Fri, Apr 14, 2017 in communities using tags lobsters , hn

Hacker news is a daily habit for my novelty seeking brain. Most hacker news discussions rarely seem to allow you to get to know the commenters very well. Discussions threads bounce cacophonously between multiple commenters, multiple threads talking past each other. On posts that don’t have that chaotic discussion, there are only a few comments. This isn’t to say that conversations on Hacker news are without value, just that they are impersonal. Hence, it stays as a source of links and what “The Hacker News” has to say about things.
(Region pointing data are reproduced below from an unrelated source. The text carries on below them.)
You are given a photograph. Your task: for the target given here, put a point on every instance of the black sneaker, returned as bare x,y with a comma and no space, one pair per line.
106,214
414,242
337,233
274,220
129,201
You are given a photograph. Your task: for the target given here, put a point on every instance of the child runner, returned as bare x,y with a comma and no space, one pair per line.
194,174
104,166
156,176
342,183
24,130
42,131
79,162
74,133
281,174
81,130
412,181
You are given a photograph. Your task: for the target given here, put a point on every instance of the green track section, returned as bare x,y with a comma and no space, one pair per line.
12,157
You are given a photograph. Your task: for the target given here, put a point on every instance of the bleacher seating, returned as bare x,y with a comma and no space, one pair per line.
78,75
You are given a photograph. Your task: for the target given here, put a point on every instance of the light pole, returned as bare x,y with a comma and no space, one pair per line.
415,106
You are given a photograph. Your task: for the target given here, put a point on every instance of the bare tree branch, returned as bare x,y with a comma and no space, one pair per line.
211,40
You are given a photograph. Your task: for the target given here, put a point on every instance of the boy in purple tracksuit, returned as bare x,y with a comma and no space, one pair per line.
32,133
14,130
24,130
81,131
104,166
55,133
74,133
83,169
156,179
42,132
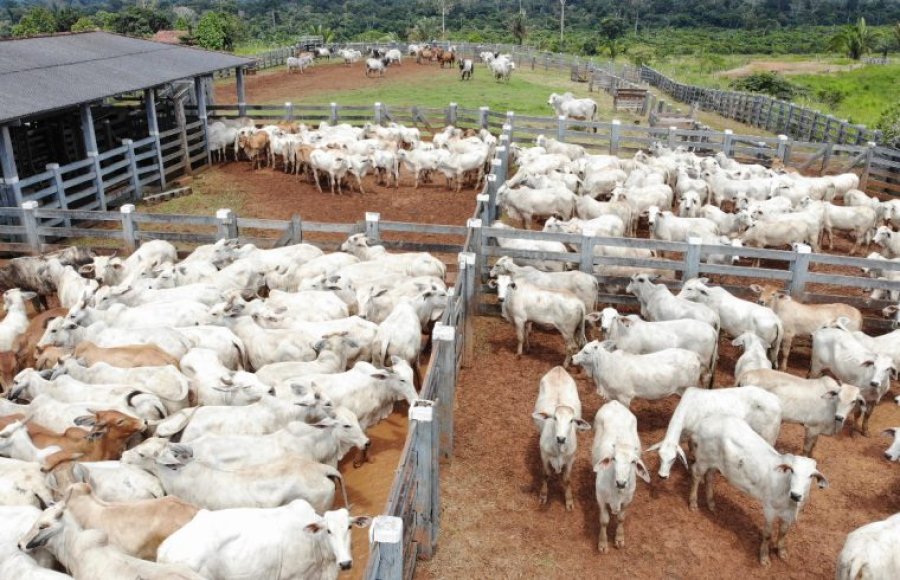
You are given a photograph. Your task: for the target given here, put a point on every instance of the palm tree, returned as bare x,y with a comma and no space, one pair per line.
854,40
519,27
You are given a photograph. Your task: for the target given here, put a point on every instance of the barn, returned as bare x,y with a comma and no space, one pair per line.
88,120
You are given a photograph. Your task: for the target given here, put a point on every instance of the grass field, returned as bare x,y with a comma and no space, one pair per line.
867,89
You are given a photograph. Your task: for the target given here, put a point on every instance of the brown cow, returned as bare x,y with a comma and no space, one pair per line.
26,343
107,439
137,527
256,146
128,356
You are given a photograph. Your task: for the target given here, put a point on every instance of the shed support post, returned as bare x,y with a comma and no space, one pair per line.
691,259
226,229
387,532
128,227
444,337
200,93
132,167
153,130
427,474
373,231
60,190
29,220
10,173
799,270
239,85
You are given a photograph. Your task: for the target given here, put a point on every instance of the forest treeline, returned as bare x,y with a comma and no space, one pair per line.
673,27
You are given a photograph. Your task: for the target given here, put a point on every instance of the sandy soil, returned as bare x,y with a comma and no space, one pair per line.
492,519
787,68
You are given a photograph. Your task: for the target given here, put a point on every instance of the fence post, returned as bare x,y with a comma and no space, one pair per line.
296,229
586,253
128,230
870,153
227,227
782,147
728,143
60,189
614,129
561,128
691,259
444,337
799,270
466,261
422,412
30,222
378,119
373,231
482,117
387,532
132,163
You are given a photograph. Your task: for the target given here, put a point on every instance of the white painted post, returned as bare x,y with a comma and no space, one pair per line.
227,226
728,143
373,231
799,270
128,227
614,131
30,222
387,532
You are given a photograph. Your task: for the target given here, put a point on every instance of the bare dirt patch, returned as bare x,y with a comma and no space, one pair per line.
492,520
787,68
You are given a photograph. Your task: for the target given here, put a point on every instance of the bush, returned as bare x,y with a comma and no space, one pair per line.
768,83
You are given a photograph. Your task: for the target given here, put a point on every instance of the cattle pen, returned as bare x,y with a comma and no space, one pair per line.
410,524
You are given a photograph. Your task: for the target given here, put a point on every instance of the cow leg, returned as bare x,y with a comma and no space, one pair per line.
696,474
809,442
710,490
786,349
766,540
567,486
781,545
545,483
620,529
603,541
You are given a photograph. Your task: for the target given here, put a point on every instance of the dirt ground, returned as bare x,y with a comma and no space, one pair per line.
787,68
274,194
276,85
492,520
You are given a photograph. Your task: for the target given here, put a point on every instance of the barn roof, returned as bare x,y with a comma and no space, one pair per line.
49,73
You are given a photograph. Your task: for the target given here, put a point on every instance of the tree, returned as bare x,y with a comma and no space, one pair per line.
38,20
854,40
217,31
612,29
519,27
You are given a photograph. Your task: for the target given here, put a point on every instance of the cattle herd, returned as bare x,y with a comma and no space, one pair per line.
166,421
672,347
342,152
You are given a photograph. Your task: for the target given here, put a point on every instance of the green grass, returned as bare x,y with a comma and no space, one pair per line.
869,91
Lobste.rs is like a small hackerspace, compared to HN’s startup enthused sky-scraper. On Hacker News, I’ve often seen interesting projects, such as the Oil Shell, Mu, or Leiningen, where on Lobste.rs, I’ve been able to actually meet the people behind said projects. This is still possible on HN, but much less likely, just due to the volume of people that discuss things there. Those conversations lead to things like learning how to use GDB(which for this Go/C# dev, is not something I commonly use), or the means of interacting with mailing lists, or cracking a cipher for a hackathon, or discussing the various differences between different implementations of virtual machines, interpretors and programming languages.

Facilitating much of this discussion is #lobsters, a companion IRC chatroom to the news site itself, which hosts quite a fun crowd of people. Also enticing is Lobster’s tightened focus on technology, rather than the mushy hodgepodge of loosely tech and startup related news on HN. The only downside of the smaller community is that it does generate less links per day compared to HN, so I still end up reading both, since my appetite for reading can be rather large depending on the day.